After 18 months of near-constant sideline antics, Conte’s subdued presence in the recent back-to-back losses, especially during that awful 4-1 loss to Watford, have not gone unnoticed.
While Conte has always been more of a barometer than a cheerleader on the sideline, the drop-off was concerning nonetheless, especially after he himself said last year that if we ever see him “stay sitting”, then we should be worried because that means he has “finished his passion”.
Obviously it’s not such a cut-n-dried issue, but his mood caught the eye of his family as well, especially his father, all the way back in Italy, who will simply not stand for such defeatist nonsense.
“My father watched the game against Watford and phoned me up and said, ‘I didn’t see you with the right anger, with the right passion’. He told me that.
“My wife and my daughter? They start to be worried when they don’t see me very active. Because that means I’m not happy.”
Like Iron Man without his suit, like Green Lantern without his lamp, like Black Panther without the heart-shaped herb, Conte needs the source of his power to be the superhero head coach that he is. He needs his passione.
“Maybe in the future, when I become older, for sure, I have to try and stay more calm and live more relaxed the game. But I think, also, this is my strength, to stay on the touchline and push my players, to push myself.”

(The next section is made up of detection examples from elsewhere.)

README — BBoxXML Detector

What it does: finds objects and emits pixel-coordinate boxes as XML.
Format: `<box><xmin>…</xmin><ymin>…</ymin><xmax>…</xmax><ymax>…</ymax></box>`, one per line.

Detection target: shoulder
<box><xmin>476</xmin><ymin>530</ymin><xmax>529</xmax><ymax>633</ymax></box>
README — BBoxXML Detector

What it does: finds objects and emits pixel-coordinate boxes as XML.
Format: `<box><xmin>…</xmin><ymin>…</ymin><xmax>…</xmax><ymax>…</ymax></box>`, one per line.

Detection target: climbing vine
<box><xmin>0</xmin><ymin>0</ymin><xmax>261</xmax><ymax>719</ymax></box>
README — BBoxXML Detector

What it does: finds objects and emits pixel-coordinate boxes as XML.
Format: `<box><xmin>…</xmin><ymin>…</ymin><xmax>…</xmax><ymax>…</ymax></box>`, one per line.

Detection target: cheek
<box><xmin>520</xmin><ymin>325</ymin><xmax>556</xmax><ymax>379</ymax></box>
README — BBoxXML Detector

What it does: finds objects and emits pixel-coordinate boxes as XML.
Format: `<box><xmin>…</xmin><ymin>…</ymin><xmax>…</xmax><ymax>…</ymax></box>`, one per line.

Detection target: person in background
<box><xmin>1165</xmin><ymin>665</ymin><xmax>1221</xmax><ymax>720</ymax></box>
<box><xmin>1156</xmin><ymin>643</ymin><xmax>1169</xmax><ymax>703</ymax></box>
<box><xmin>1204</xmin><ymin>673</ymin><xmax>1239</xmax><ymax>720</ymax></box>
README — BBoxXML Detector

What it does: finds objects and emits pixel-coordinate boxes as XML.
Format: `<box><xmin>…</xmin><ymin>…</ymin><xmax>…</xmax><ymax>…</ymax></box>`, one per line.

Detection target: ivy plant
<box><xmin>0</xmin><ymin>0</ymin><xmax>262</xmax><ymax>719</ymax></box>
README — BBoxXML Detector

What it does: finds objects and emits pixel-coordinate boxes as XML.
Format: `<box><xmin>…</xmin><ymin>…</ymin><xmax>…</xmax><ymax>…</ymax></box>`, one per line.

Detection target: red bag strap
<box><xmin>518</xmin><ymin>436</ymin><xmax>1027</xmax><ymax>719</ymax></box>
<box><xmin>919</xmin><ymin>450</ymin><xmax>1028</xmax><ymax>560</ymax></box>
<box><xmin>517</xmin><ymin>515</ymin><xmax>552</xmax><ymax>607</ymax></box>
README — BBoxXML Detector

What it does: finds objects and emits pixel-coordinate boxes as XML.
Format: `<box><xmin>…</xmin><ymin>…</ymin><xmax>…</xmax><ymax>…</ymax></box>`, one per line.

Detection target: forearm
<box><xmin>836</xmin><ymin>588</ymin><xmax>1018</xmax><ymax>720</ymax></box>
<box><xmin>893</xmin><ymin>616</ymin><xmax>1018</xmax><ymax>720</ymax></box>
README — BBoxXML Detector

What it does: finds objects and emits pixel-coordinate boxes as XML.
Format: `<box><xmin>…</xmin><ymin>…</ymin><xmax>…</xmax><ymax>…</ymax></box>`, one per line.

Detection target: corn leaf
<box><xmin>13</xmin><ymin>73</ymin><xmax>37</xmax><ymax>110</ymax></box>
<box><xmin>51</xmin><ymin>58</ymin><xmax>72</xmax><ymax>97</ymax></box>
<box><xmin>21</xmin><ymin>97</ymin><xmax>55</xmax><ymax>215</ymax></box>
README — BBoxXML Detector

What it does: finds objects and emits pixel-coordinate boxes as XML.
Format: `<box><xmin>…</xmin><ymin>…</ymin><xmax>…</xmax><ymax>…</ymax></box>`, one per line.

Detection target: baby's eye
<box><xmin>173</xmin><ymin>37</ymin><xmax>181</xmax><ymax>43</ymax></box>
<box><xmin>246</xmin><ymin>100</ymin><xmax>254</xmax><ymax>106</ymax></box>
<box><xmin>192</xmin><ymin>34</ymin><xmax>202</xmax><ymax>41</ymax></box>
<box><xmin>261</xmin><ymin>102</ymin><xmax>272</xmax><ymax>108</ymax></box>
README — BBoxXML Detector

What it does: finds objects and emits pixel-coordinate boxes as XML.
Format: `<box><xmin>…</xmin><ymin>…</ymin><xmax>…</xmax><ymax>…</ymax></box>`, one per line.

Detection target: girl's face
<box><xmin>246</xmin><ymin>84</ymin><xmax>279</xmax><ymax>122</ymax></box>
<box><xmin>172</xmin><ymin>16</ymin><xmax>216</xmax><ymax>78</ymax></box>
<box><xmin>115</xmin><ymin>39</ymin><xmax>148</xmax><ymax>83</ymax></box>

So there it is. The source of Conte’s energy is family ties. Not a bad place to get it. There are worse things a man could inherit from his father.
P.S.: This was a rare candid moment from Conte — and a rare interesting question leading into it — and he also reflected a bit on his habit of not sleeping after a loss. Just a bit of extra insight into the heart and mind of the Chelsea head coach.
“After the game, if we win, I think there is a great peace in myself. This is the moment that I find peace completely in my mind, in my body. I’m tired, but if we win, it’s the best moment for me. I enjoy that moment. I know that, probably, the time is two hours, three hours — especially if we play [every] three days — to enjoy this moment, and then I have to start preparing another game.
“When we lose, it’s not a good moment for me. I prefer to stay silent. After the game, it’s not good to speak. Especially if you are angry, it’s dangerous, dangerous. It’s important to calm yourself and take a day, two days to recover and then restart.”
-Antonio Conte; source: The Telegraph
Let’s hope there won’t be need for any such heat-of-the-moment comments after tonight’s match.